Kenyan electric mobility startup BasiGo has launched the country’s first pilot programme for electric matatus (public transport minivans) on inter-city routes, a small but symbolic step in the country’s push to decarbonise public transport.
Two transport Savings and Credit Cooperative Organisations (Saccos)—4NTE and Manchester Travellers Coach—will partake in the trial. One van each will ply the Nyahururu–Nyeri, Nyahururu–Nakuru, and Thika–Nairobi routes, all popular corridors about 100-250km outside the capital. The initiative extends BasiGo’s electric mobility vision from Nairobi’s congested urban centres to longer-distance transport corridors used daily by thousands of commuters.
Each of the new vans has a range of 300 kilometres on a single charge and takes 90 minutes to recharge. BasiGo has installed charging stations in Thika and Nyahururu to support the trial. The vehicles will be offered under the company’s “Pay-As-You-Drive” model, a lease-to-own scheme aimed at matatu operators who can’t afford the steep upfront cost of new vehicles.
“We are delighted to extend electric mobility beyond Nairobi, and electrify an iconic part of Kenya’s history — the matatu,” said Moses Nderitu, BasiGo Managing Director. “By partnering with SACCOs like 4NTE and Manchester, we’re showing that electric mobility is not only possible, but practical for intercity and inter-county transit.”

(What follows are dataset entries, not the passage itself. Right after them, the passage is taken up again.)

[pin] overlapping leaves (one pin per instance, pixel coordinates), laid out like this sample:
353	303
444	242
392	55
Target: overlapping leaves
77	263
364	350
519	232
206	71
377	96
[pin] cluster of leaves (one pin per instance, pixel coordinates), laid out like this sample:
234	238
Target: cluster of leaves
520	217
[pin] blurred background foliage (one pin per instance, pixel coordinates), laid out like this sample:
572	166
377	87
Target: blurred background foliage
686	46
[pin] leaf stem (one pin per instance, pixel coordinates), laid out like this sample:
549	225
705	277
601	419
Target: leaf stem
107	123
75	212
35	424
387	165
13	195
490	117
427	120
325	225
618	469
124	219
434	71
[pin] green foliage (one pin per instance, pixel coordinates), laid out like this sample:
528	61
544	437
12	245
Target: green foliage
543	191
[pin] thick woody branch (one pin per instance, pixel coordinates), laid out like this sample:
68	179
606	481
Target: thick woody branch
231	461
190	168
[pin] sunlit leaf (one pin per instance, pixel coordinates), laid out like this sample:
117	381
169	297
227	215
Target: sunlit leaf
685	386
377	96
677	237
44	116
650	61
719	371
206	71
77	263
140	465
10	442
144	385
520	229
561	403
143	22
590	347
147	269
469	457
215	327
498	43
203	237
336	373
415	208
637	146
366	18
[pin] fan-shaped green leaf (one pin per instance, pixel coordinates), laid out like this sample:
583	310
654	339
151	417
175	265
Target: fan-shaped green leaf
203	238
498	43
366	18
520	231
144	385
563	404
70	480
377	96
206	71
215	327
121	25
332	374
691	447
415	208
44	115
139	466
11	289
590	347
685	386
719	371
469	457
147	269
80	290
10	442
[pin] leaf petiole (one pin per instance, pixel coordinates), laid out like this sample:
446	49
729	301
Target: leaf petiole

Wilfred Kimotho, chairman of 4NTE Sacco, which runs vehicles between Nyahururu, Nakuru, and Nyeri, called the partnership a “step into the future,” adding that the sector can’t afford to be left behind as the rest of the world transitions to cleaner energy.
The electric matatu, though, has plenty to prove. Kenya’s matatu network is informal, heavily diesel-dependent, and notoriously hard to regulate. Operators are often sceptical of change, and many lack the capital or trust in new technology to make the switch.
Charging infrastructure also remains thin outside of major cities, and questions remain about how EVs will hold up on rougher rural roads and during peak demand.
If the pilot succeeds, BasiGo says it will scale up quickly. The company, which launched in 2021, is targeting more than 1,000 electric vans across Kenya in the next few years. Like its electric buses, the vans will eventually be assembled locally. In 2024, it raised $41.5 million to expand its assembly line in Nairobi.